O que é muito potente, poder ser verborrágica e sangrar em palavras, já que não temos o direito ao corpo digno transeunte e livre de violências e ou doenças, só o virtual do inconsciente pode mover as células por aqui. E isso de verborragia me lembra Stella do Patrocínio, que intitulava suas performances poéticas de “ falatório” e já dizia Lacan “a doença é a palavra não dita” construir saúde mental na sociedade depende de pessoas que tenham ouvidos e muito também das que abrem espaços e palcos sem públicos específicos, apenas dar a chance de crescermos como plantas querendo retornar a terra fértil ou a uma vida num vaso menos doméstico possível e mais selvagem no melhor dos sentidos.
A história de Stella ilustra muito bem como a patologização e o diagnóstico passa muitas vezes longe do cuidado e se encontra literalmente por uma “curadoria policial”. Stela foi ‘psiquiatrizada’ (como ela mesmo dizia) apreendida pela polícia direto para um manicômio onde a traduziram como esquizofrênica. Mas como não ser esquizofrênica quando seu corpo está vulnerável a uma abordagem policial que te leve ao diagnóstico? onde poderia estar Stella que outros corpos não estavam ? Qual foi o ruído que exigiu a atenção policial? por que não temos direito ao ruído? A natureza toda faz som, parece que estamos fadados apenas a contar histórias infindáveis e rir alto incansavelmente até perder a graça e vermos que não é nada disso! A matéria citada no início do texto sobre a Rádio Lelé aborda um trabalho sonoro que muito me faz pensar na poesia, e nas vozes como esse ruído não permitido .
A matéria sobre a “rádio lelé” citada no início do texto trata do som e da escuta na prática do som e dos aparatos tecnológicos como armas de proteção contra os sufocamentos quando essa usada para arte, no caso dos pedais de loops sobrepondo as vozes e analisando o quanto é potente o deslocamento da doença para o transe de uma produção artística tem sido como arte um trabalho sonoro que muito me faz pensar na poesia, e nas vozes como esse ruído não permitido. Porém, por se encontrarem em situação de internação, a questão dos direitos de imagem dos autores é intermediada e muitas vezes tutelada pela administração dos hospitais, ficando subordinada a sua avaliação limitante. Na matéria diz: “Porém, por se encontrarem em situação de internação, a questão dos direitos de imagem dos autores é intermediada e muitas vezes tutelada pela administração dos hospitais, ficando subordinada a sua avaliação.”
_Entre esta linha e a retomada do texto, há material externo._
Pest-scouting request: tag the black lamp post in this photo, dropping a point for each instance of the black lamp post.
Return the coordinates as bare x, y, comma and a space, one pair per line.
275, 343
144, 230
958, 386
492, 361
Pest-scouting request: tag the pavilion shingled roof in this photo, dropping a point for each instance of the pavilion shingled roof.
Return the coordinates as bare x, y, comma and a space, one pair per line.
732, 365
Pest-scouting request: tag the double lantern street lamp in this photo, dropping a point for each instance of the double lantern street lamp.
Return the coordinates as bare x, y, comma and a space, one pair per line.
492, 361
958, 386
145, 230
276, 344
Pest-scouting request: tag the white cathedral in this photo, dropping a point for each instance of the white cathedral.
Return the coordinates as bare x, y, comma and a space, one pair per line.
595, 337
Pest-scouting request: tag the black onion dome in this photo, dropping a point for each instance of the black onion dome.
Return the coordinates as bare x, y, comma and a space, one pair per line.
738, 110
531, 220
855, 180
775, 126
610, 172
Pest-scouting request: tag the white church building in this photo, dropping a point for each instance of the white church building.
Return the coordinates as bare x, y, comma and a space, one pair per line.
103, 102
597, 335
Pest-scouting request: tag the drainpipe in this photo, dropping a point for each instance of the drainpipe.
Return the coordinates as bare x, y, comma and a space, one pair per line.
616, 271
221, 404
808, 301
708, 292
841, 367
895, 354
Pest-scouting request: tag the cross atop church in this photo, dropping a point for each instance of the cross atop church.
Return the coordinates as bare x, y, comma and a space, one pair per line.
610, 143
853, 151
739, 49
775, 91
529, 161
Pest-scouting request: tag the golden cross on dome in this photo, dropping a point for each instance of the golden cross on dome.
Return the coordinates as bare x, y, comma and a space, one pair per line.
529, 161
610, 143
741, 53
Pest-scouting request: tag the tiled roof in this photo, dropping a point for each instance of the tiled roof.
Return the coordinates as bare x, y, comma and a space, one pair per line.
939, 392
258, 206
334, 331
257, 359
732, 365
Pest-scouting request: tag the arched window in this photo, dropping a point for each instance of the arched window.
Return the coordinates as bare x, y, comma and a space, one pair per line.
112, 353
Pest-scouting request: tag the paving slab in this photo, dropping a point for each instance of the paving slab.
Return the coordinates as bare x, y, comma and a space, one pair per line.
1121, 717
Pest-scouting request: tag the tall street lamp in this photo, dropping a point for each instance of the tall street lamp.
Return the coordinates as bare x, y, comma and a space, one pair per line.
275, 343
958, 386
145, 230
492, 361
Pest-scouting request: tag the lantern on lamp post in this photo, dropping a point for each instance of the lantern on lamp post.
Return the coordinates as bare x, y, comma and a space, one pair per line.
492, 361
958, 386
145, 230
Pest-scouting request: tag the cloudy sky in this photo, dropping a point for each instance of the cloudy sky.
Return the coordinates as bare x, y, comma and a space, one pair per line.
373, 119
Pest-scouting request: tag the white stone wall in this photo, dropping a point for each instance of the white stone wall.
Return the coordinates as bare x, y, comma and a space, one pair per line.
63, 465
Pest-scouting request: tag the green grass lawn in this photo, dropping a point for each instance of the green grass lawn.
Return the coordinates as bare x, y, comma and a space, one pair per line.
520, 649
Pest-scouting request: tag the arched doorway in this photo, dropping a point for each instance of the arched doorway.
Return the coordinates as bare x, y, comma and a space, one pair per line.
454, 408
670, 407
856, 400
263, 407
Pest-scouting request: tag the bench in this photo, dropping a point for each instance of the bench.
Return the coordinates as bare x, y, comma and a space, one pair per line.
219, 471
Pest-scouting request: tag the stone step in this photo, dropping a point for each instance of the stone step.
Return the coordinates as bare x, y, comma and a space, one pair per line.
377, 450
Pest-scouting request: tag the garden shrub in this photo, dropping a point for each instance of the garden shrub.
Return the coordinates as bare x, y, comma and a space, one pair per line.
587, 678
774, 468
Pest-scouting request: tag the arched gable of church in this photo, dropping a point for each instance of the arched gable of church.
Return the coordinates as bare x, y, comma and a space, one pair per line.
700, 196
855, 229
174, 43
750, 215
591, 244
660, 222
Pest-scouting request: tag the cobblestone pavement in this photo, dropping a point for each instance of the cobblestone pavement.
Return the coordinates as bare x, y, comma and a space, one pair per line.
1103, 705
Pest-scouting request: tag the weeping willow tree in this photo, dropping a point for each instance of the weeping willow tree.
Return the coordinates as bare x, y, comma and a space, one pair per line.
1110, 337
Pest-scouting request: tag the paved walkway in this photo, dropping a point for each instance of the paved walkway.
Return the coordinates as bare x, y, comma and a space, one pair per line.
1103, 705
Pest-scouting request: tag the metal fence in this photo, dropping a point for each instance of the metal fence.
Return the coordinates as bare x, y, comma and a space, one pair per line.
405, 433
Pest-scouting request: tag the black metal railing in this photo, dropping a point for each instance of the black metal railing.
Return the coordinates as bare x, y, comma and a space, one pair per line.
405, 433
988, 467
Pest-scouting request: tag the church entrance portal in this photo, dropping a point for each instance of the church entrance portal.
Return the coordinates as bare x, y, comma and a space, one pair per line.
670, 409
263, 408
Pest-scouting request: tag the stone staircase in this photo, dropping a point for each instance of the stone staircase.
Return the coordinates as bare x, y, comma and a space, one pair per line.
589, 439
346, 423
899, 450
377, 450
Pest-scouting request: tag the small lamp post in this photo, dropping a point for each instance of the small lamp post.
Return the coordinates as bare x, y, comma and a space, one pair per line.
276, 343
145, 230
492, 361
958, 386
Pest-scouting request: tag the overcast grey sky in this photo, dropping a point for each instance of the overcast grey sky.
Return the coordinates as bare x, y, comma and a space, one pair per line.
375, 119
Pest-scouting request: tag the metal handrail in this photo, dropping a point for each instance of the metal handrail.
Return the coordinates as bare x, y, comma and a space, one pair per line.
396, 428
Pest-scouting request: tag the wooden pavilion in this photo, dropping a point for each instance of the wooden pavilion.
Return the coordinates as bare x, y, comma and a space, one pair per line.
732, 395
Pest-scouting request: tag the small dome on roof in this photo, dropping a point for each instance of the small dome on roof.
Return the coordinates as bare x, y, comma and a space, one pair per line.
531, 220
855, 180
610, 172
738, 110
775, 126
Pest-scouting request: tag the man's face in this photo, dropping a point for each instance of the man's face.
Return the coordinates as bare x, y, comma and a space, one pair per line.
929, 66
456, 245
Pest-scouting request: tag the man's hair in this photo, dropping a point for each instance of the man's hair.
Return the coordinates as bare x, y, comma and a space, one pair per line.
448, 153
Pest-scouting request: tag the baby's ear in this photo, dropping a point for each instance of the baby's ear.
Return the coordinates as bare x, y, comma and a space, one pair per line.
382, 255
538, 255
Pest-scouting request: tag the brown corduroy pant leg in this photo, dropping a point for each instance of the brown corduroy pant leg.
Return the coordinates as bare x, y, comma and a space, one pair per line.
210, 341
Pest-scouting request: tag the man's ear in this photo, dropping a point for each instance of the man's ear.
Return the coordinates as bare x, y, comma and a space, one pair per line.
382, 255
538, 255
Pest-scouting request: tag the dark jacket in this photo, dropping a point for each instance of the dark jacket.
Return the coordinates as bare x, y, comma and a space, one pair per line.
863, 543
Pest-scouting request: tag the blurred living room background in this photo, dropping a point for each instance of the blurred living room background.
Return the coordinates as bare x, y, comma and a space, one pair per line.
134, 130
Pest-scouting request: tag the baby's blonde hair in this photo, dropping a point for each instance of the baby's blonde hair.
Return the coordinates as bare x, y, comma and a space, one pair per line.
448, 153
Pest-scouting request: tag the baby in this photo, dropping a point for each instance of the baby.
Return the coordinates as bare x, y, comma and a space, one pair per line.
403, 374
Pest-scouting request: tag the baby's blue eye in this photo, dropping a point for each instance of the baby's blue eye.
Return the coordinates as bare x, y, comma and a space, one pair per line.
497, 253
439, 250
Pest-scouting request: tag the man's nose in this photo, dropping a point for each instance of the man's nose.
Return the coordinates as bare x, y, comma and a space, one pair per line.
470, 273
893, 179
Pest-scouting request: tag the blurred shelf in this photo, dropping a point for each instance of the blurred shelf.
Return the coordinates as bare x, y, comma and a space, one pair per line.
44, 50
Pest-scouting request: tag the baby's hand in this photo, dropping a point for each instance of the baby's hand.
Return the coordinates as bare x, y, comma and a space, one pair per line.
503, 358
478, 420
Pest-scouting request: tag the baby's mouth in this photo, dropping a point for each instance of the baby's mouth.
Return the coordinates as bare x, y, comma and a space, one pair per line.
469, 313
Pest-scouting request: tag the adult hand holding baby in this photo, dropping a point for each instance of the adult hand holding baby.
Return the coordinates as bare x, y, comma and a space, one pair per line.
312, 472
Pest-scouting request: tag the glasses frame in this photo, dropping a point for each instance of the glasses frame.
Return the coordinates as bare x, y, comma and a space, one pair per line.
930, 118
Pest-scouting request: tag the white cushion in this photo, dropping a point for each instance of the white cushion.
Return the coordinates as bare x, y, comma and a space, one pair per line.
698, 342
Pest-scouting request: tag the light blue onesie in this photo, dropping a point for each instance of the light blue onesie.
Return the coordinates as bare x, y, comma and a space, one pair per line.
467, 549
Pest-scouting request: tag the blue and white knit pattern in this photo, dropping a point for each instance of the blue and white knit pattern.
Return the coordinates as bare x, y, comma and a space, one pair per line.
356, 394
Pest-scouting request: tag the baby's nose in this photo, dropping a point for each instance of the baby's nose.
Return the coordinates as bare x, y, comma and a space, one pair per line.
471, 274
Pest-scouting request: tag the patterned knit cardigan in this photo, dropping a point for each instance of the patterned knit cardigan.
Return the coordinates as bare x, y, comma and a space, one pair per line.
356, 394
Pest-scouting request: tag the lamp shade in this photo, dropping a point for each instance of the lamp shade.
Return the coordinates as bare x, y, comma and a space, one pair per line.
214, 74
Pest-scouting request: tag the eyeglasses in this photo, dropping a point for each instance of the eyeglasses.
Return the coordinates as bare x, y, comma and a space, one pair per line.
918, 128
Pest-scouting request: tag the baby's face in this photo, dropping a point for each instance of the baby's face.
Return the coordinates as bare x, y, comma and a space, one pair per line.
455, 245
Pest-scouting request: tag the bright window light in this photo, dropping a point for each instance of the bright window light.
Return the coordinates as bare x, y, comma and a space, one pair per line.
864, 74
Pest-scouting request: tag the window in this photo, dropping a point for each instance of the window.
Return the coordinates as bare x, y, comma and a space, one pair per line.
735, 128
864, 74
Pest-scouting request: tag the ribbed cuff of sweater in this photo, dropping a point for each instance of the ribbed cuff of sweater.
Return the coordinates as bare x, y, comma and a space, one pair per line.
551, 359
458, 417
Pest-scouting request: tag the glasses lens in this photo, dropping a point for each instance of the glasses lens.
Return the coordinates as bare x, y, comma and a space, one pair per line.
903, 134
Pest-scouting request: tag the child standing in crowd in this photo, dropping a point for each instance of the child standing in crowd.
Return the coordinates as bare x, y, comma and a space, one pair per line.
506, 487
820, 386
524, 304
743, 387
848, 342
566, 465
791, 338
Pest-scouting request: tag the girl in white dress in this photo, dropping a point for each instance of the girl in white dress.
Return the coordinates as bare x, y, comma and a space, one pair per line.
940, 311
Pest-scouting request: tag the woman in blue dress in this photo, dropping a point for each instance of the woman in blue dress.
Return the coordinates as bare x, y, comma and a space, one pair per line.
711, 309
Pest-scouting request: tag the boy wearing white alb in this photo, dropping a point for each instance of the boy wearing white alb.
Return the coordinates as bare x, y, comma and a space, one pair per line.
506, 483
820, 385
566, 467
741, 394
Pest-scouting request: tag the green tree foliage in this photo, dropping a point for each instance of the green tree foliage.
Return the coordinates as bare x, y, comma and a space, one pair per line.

A questão da perda da autoria tão conceituada e pouquíssimo aplicada nos artistas de dentro do cercadinho do mercado, acontece aqui por uma questão que não tem nada a ver apenas com a perda da autoria, mas a perda de sua existência, existir ao ter a possibilidade de ser compartilhado. Porém a máquina transformou as vozes em simultaneidades e co – criações, não existe um autor, e sim vários. Matar o autor como os jovens artistas do cercadinho mercadológico adoram discursar em suas práticas e pouco refletem sobre, não é uma solução existencial, quando a morte existe para muitos , e a vida eterna apenas para alguns.
Um adendo, passo pelo pior momento da minha saúde mental e é muito importante esse espaço independente para expor o que venho estudando de análise institucional fora da instituição, muito obrigada a transcuradoria das dúvidas possíveis por essa forma de imaginar e pôr em prática as energias vitais.
Esse texto está sendo um ótimo exercício e me despeço prometendo voltar e revoltar como os retalhos de Bispo do Rosário, espero e tenho certeza que nenhum assunto foi esgotado e nem teria como, que sigamos na teia da aranha. Segue a conexão!